“Easyrider” motorbike tour of the Central Highlands

RTW: 2007-2008, Southeast Asia, Vietnam — By on September 18, 2008 2:39 PM

I continued to have a horrible night, getting no sleep because I was so so sick. We were scheduled to depart Nha Trang at 8:00 AM for a four day motorbike tour through the Central Highlands with “Easyriders” a group of Vietnamese tour guides that provide long distance tours via motorbikes. The tour was highly recommended to me by my new friend Jane, an Aussie girl I met in Laos. I loved the idea of the tour that would take us off the normal tourist circuit in hopes of experiencing more of the “Real Vietnam”. Danny and I were both really looking forward to the tour and I could not believe the timing of my first episode of food poisoning in SE Asia! At 7:00 AM I was still incapacitated and sure I was going to die. Danny called our tour guide and explained I was sick and asked if we could depart later in the day, in hopes I might feel better. I had begun taking my antibiotics for travelers diarrhea, which was suppose to start working within 10 hours. I was doubtful we would be able to go and could not imagine a worse scenario than me riding in the scorching hot sun and heat, bouncing on a bike, with the possibility of liquids coming out of both ends! The only upside of my sickness is that I got to watch Obama’s speech at the Democratic Convention which I would have missed otherwise!

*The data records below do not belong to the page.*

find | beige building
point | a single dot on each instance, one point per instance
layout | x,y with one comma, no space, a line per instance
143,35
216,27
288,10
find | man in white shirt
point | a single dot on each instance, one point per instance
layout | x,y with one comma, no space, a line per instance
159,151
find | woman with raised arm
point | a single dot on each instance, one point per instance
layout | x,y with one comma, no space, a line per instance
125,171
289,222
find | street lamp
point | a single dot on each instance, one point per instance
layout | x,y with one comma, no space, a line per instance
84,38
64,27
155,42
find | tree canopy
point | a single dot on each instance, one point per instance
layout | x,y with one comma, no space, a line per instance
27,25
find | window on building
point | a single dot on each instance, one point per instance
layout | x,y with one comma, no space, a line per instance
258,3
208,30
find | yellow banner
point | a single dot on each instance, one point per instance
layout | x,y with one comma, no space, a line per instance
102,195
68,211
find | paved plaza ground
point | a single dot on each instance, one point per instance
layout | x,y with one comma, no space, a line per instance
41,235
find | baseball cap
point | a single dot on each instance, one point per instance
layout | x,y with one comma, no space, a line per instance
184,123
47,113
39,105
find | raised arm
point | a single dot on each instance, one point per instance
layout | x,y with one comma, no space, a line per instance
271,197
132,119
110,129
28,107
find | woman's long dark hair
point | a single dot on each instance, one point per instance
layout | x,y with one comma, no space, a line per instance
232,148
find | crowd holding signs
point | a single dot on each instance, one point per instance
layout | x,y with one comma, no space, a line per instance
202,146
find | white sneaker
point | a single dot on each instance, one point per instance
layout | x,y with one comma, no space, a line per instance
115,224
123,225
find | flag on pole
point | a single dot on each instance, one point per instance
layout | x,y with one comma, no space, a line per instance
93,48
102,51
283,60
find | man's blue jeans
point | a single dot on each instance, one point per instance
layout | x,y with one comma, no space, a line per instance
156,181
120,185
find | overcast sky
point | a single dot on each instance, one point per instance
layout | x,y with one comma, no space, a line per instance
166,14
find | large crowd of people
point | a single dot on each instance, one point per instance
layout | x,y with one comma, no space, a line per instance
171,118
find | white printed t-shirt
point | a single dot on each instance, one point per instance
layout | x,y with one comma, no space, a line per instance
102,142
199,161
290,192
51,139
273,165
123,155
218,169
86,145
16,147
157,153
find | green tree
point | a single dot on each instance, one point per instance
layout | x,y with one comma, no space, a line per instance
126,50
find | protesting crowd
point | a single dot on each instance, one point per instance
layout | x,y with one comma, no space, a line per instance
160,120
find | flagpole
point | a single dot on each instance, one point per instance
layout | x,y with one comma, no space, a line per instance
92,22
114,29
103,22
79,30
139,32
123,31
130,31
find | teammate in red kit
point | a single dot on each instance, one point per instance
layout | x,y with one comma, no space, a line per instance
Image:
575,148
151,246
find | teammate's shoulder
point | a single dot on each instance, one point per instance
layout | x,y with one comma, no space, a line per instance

Noon came around and despite the fact I still had not successfully retained any food or liquid, I decided that I wanted to go ahead with the tour knowing we would turn back if I felt too bad. Danny and I were on such a tight schedule that we would not have been able to do the tour if we didn’t leave on the scheduled day. At 1:00 we departed Nha Trang in route to Hoi An, a distance of 800 KM north through the Central Highlands. I rode with Mr. Hao and Danny rode with Teo. We headed out of Nha Trang riding along the coast…very pretty views.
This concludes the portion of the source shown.